Nulle doute que cette pression diplomatique pour la levée des sanctions fera réfléchir l’administration américaine. Il est clair que la politique de « pression maximale » sur l’Iran a largement échoué. La construction de l’oléoduc en dépit même des sanctions en constitue une preuve éclatante. Pourtant, la levée des sanctions dépendra de la capacité des deux acteurs à faire des compromis.
Aujourd’hui, la situation semble bloquée. D’un côté, Téhéran demande la levée immédiate des sanctions avant tout retour à l’accord sur le nucléaire. D’un autre côté, Washington demande le retour de l’Iran dans l’accord avant de lever les sanctions. Ces négociations seront d’autant plus difficiles que l’Iran va élire un nouveau président en juin prochain.

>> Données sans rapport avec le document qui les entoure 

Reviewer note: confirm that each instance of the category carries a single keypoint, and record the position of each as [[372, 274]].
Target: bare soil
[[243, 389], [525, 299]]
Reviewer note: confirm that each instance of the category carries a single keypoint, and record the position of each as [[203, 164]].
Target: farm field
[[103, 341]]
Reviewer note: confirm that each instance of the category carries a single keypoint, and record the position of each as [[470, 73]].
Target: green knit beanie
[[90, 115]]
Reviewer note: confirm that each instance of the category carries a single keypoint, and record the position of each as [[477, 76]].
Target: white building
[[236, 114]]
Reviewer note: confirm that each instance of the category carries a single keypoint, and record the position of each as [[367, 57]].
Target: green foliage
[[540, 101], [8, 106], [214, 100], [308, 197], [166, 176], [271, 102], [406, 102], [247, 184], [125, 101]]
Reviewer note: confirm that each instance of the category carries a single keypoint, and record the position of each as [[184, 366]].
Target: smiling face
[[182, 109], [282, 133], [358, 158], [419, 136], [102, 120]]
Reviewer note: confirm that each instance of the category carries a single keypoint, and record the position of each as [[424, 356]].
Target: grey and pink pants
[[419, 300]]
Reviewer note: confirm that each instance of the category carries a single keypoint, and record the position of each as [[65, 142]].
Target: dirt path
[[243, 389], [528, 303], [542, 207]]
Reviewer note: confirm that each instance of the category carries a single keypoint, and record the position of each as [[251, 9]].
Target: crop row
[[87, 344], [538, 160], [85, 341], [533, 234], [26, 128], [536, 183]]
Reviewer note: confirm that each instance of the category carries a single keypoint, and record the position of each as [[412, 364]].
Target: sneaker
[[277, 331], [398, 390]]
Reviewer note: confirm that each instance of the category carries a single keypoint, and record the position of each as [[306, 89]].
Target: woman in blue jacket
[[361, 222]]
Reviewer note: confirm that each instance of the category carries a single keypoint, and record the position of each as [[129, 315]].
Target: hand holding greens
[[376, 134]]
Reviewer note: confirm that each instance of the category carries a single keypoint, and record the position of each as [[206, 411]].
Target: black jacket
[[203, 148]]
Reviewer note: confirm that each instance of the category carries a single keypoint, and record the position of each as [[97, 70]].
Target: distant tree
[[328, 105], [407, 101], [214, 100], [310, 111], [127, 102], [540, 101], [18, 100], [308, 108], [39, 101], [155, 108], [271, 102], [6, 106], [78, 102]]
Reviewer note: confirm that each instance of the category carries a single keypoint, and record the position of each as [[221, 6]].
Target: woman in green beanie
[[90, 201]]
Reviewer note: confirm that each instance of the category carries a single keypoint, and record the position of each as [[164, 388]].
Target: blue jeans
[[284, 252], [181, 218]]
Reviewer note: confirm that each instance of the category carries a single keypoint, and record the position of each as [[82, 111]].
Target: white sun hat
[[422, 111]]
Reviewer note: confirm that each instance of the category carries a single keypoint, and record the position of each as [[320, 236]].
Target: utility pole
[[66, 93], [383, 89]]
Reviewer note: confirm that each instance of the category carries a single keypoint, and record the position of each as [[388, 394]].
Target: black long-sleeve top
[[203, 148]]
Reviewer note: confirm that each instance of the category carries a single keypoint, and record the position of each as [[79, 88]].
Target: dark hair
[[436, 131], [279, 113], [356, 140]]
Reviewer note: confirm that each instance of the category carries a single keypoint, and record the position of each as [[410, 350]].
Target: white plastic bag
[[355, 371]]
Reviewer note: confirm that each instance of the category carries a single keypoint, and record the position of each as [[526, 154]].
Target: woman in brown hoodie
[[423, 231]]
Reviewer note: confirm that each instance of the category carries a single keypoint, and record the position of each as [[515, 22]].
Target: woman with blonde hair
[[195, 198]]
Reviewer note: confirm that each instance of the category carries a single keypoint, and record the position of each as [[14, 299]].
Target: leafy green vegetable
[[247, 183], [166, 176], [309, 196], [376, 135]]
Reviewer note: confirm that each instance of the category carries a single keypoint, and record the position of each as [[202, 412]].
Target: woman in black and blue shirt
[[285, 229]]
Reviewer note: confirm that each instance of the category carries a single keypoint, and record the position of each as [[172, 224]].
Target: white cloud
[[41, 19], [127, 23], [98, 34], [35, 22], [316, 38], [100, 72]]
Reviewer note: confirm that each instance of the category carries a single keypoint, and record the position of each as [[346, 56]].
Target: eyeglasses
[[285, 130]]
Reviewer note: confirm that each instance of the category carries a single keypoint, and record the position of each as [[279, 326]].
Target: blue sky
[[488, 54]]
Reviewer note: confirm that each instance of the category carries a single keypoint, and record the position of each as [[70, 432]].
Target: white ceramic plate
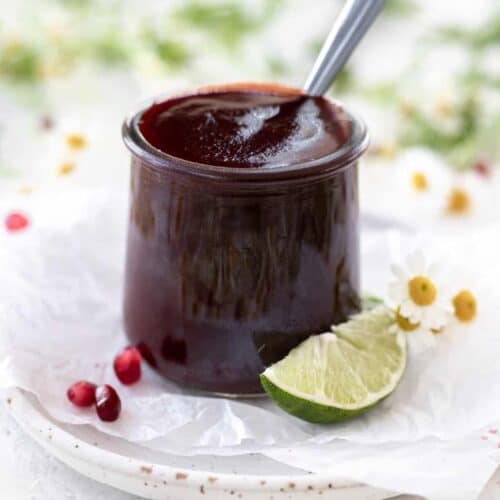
[[161, 476]]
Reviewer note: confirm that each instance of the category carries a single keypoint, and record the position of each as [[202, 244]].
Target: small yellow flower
[[25, 189], [384, 150], [465, 305], [419, 181], [422, 290], [415, 294], [404, 323], [66, 168], [459, 201], [437, 331], [407, 108], [76, 141]]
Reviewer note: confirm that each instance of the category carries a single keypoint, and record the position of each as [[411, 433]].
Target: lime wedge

Pour Biden, la mise en service du Goreh-Jask Pipeline pourrait représenter à la fois une opportunité et une faiblesse. Une opportunité car Téhéran pourrait faire des concessions en vue de profiter rapidement de l’oléoduc pour accroitre ses exportations. Une faiblesse également car l’oléoduc renforce la position iranienne dans la région, en particulier dans le détroit d’Hormuz. Pour l’Iran, l’oléoduc constitue en cela un véritable « game-changer » géostratégique.